À la fin de la Seconde Guerre mondiale, les autorités coloniales introduisent en Afrique une citoyenneté capacitaire, qui limite la participation politique des colonisé·es aux institutions modernes. Ce type de citoyenneté repose sur l’idée que certaines personnes détiendraient des qualités sociales qui leur confèrent une aptitude plus grande à représenter les intérêts de tous (Verjus 2002). La capacité politique n’est alors attribuée qu’à une infime minorité des colonisé·es, celle qui relève des catégories identifiées comme auxiliaires de la colonisation. Il s’agit essentiellement d’une élite masculine, issue du processus de construction de masculinités hégémoniques, mené conjointement par les colonisateurs et une partie des colonisés (Connell 2015). L’administration coloniale souhaite reproduire un ordre du genre fondé sur la dichotomie public/privé. À cet effet, elle ne forme qu’un nombre très restreint d’Africaines comme de potentielles auxiliaires de la colonisation. Dans le même temps, elle limite l’accès de ces femmes à un emploi salarié au sein de l’administration, en usant de représentations genrées des rôles sociaux (Ndengue 2016 ; 2018a ; 2019).

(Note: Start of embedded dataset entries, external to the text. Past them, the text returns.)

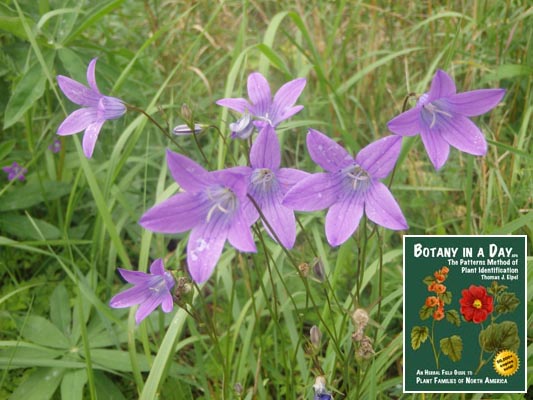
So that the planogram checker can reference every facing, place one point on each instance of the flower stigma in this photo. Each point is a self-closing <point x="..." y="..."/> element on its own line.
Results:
<point x="263" y="178"/>
<point x="356" y="177"/>
<point x="224" y="200"/>
<point x="433" y="109"/>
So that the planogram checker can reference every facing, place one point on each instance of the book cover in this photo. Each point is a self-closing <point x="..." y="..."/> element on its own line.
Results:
<point x="465" y="314"/>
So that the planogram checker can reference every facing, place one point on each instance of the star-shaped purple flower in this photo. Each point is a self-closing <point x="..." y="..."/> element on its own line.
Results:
<point x="96" y="108"/>
<point x="264" y="109"/>
<point x="268" y="184"/>
<point x="149" y="290"/>
<point x="349" y="186"/>
<point x="441" y="118"/>
<point x="15" y="171"/>
<point x="213" y="207"/>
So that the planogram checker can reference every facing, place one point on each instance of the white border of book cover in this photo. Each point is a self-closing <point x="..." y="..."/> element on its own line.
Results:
<point x="456" y="296"/>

Des femmes issues de la première vague de l’élite féminine urbaine instruite s’organisent pour remettre en cause ces dynamiques de pouvoir racistes et sexistes, en tirant profit de leur insertion subordonnée dans la modernité coloniale. Les mobilisations qu’elles déploient éclairent la manière dont les rapports de race, de genre et de classe s’imbriquent et se matérialisent en contexte colonial, d’une part ; et les efforts des colonisé·es pour contrecarrer l’hégémonie masculine en construction dans l’ordre social et politique, d’autre part (Connell, 2015).

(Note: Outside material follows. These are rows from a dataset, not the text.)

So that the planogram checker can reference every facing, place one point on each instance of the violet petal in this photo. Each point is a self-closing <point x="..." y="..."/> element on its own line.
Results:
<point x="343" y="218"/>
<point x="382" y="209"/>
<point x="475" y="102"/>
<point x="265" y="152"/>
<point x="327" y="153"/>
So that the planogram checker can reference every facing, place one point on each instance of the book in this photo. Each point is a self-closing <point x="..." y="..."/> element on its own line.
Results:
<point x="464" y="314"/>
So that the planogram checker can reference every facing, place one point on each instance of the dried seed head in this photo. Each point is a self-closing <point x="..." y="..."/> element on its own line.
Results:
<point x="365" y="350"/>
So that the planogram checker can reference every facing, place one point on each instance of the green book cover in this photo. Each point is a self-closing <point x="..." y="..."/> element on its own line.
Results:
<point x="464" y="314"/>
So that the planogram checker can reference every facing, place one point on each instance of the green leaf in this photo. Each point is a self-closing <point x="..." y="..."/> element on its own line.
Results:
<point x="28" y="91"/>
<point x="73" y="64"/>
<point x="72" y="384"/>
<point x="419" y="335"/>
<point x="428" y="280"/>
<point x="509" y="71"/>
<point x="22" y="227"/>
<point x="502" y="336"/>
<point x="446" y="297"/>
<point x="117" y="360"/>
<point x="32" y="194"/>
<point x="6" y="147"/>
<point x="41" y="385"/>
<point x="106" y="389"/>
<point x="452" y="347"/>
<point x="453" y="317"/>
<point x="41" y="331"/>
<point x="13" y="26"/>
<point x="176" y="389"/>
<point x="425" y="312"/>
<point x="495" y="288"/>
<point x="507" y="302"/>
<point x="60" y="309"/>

C’est ainsi qu’au tournant des années 1940-1950, des Africaines créent des organisations qui empruntent le modèle organisationnel issu de la modernité coloniale (Sow 2012, 147). Ces femmes se trouvent dans une position sociale particulière, qui rend compte de la manière dont la « colonialité du genre » (Lugones 2019) s’est exprimée en contexte colonial africain. En effet, leur intégration à la modernité coloniale est traversée par une double subordination. L’accès à l’instruction coloniale les place dans la catégorie de l’élite colonisée, cette infime minorité d’Africain·es, qui, au terme d’un processus de sélection arbitraire sexiste et raciste, se distingue de la masse (Barthélémy 2010). À ce titre, elles bénéficient d’un privilège social important. Pourtant, les femmes ne représentent qu’un très faible pourcentage de la minorité colonisée instruite, d’une part, et leur instruction vise prioritairement à réaliser l’idéal-type de la domesticité coloniale, archétype du couple bourgeois en vigueur en Occident, d’autre part (Ndengue 2016, 74). Il s’agit du couple « évolué », incarné par l’union d’un Africain et d’une Africaine instruits. Ainsi, bien qu’elles soient formées aux métiers de sage-femme ou d’institutrice, les seuls métiers autorisés aux Africaines à cette période, les autorités précisent que l’accès de ces femmes à un emploi administratif doit relever de l’exception, sous peine de « fissurer l’ordre du genre et l’ordre colonial » (Ndengue 2016). Tandis que le champ d’action des femmes est circonscrit à l’espace domestique, la diversité et la fluidité qui caractérisaient alors les rôles sociaux féminins dans les cultures africaines sont occultées (Panata 2016, 114 ; Ndengue 2018a, 239).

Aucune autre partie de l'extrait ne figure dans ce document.